Habiter près de la Saône, c’est vivre avec un rythme bien particulier. Sur les berges, de Mâcon à Fleurville, on croise pêcheurs du dimanche, joggeurs matinaux et familles en pique-nique lors des premières chaleurs. Plusieurs villages n’existeraient pas sans ces points de passage stratégiques que sont Saint-Laurent-sur-Saône ou Saint-Martin-Belle-Roche, autrefois lieux de péages, bacs ou ponts flottants.

  • Mâcon Plage : chaque été, la ville reconvertit les berges de la Saône en plage urbaine, animée de concerts et d’ateliers (près de 18 000 visiteurs l’été 2023 selon la mairie de Mâcon).
  • Les Fêtes du Pont : cet événement, qui célèbre le lien entre Mâcon et Saint-Laurent-sur-Saône, rappelle qu’autrefois la traversée du fleuve structurait la vie commerciale, religieuse et sociale de toute la région.

Le patrimoine bâti s’inspire lui également de cette proximité fluviale : anciens entrepôts portuaires reconvertis, vieux moulins, quais et ponts. Impossible de ne pas évoquer le Pont Saint-Laurent, dont les premières arches datent du XI siècle, ou les maisons sur pilotis rencontrées dans certains secteurs inondables. La culture mâconnaise s’est nourrie de contes liés à la rivière, de légendes de mariniers, et d’une cuisine où poissons de Saône (sandres, carpes) occupent une place de choix lors des fêtes de villages.

La Saône aujourd’hui : continuités et nouveaux défis pour le Mâconnais

Ce fil d’eau traverse un territoire en transition, où la qualité du vivant prime. La préservation des zones humides et la gestion durable de la ressource en eau sont plus que jamais d’actualité : près de 40 % de la surface des prairies naturelles du département dépendent de la régulation des berges de Saône (source : Agence de l’Eau Rhône Méditerranée Corse).

Aujourd’hui, des efforts de renaturation se multiplient pour maintenir la faune (castors, brochets, libellules) et garantir la sécurité des riverains. De nombreux sentiers balisés invitent à redécouvrir la Saône à pied ou à vélo, tandis que les initiatives de Slow Tourisme rencontrent un public croissant.

  • Voie Bleue : la grande véloroute le long de la Saône attire chaque année plus de 20 000 cyclotouristes, dont près d’un quart s’arrêtent (au moins une nuit) sur le secteur mâconnais (Office de Tourisme Mâconnais)
  • Projets LIFE pour la biodiversité sur la basse vallée de la Saône : lutte contre les plantes invasives, restauration de bras morts…

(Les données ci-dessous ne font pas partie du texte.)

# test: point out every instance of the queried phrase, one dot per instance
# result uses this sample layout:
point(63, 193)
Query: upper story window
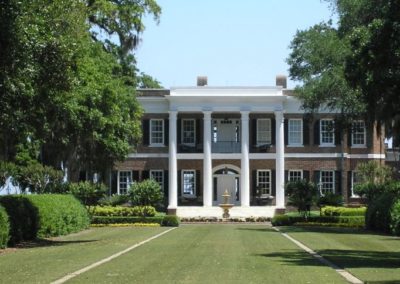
point(358, 134)
point(264, 181)
point(189, 182)
point(295, 131)
point(188, 131)
point(263, 131)
point(157, 132)
point(158, 176)
point(327, 132)
point(295, 175)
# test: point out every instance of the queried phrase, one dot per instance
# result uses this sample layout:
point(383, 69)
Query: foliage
point(4, 228)
point(147, 192)
point(143, 211)
point(88, 193)
point(170, 221)
point(45, 215)
point(301, 195)
point(342, 211)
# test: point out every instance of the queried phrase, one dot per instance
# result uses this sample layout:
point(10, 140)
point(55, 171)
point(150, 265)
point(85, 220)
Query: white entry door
point(226, 182)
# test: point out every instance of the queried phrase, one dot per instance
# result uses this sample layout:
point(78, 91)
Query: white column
point(244, 163)
point(207, 163)
point(173, 168)
point(280, 161)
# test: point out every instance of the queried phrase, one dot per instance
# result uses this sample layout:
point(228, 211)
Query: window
point(327, 133)
point(189, 182)
point(358, 134)
point(263, 131)
point(295, 175)
point(295, 131)
point(355, 179)
point(327, 182)
point(158, 176)
point(264, 182)
point(157, 132)
point(125, 180)
point(188, 131)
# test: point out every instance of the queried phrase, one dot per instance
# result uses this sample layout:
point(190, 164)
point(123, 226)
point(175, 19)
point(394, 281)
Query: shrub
point(45, 215)
point(147, 192)
point(378, 216)
point(4, 228)
point(170, 221)
point(342, 211)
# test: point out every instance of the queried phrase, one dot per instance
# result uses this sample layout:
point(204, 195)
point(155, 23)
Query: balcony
point(226, 147)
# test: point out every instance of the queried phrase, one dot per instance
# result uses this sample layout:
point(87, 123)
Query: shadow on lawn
point(343, 258)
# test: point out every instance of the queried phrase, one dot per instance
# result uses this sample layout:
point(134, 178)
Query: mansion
point(199, 142)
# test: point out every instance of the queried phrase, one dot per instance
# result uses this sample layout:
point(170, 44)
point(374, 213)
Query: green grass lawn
point(371, 257)
point(214, 254)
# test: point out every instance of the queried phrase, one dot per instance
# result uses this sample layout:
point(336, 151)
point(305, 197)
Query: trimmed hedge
point(343, 211)
point(4, 228)
point(45, 215)
point(144, 211)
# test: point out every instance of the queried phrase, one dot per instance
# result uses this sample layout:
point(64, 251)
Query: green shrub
point(4, 228)
point(342, 211)
point(124, 211)
point(378, 216)
point(45, 215)
point(170, 221)
point(146, 193)
point(126, 219)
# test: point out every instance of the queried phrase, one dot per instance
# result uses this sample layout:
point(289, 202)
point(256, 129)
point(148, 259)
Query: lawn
point(371, 257)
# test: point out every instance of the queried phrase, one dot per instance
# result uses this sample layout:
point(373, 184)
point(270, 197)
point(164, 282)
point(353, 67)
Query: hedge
point(4, 228)
point(45, 215)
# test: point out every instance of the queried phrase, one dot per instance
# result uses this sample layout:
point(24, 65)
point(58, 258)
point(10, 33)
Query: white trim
point(162, 144)
point(194, 183)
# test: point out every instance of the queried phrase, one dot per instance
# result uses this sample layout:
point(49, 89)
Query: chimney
point(201, 81)
point(281, 81)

Le Mâconnais vit toujours au rythme du fleuve. La Saône, loin d’être une simple frontière liquéfiée, est un acteur vivant du territoire : elle façonne les paysages, irrigue la mémoire collective, défie la technique comme l’imaginaire, inspire les promeneurs comme les artistes, et demeure le témoin silencieux de toutes les métamorphoses du sud bourguignon.